In all cases tried on the facts in a chancery court and afterwards brought for review to the court of appeals, the court of appeals shall, to the extent that the facts are not stipulated or are not concluded by the findings of the jury, make and file written findings of fact, which thereupon shall become a part of the record. Before any such findings shall become final, reasonable opportunity shall be afforded the parties to examine the findings and to ask for different or additional findings. Where there has been a concurrent finding of the master and chancellor, which under the principles now obtaining is binding on the appellate courts, the court of appeals shall not have the right to disturb such finding. To the extent that the findings of the chancery court and the court of appeals concur, they shall, if there be any evidence to support them, be conclusive upon any review of the facts in the supreme court; to the extent that they do not concur, they shall be open to examination in that court.

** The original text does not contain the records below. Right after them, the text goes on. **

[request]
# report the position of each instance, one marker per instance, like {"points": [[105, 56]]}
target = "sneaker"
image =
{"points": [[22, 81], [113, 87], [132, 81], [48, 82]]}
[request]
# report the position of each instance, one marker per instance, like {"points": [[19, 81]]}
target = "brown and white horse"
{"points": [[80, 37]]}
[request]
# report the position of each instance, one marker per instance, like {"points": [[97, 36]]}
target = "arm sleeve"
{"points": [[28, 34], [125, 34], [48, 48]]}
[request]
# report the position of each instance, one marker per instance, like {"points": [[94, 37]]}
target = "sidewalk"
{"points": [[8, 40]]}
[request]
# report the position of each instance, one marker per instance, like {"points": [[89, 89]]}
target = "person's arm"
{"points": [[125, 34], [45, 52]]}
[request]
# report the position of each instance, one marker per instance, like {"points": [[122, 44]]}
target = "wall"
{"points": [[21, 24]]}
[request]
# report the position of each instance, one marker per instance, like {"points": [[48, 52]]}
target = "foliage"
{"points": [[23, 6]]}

The court of appeals shall not be limited to the consideration of such facts as were found or requested in the lower court, but it shall independently consider and find all material facts in the record; and either party, whether appellant or not, may assign error on the failure of the chancellor to find any material fact, without regard to whether such fact was found or requested in the lower court. This shall not apply to any case tried in the chancery court upon oral testimony.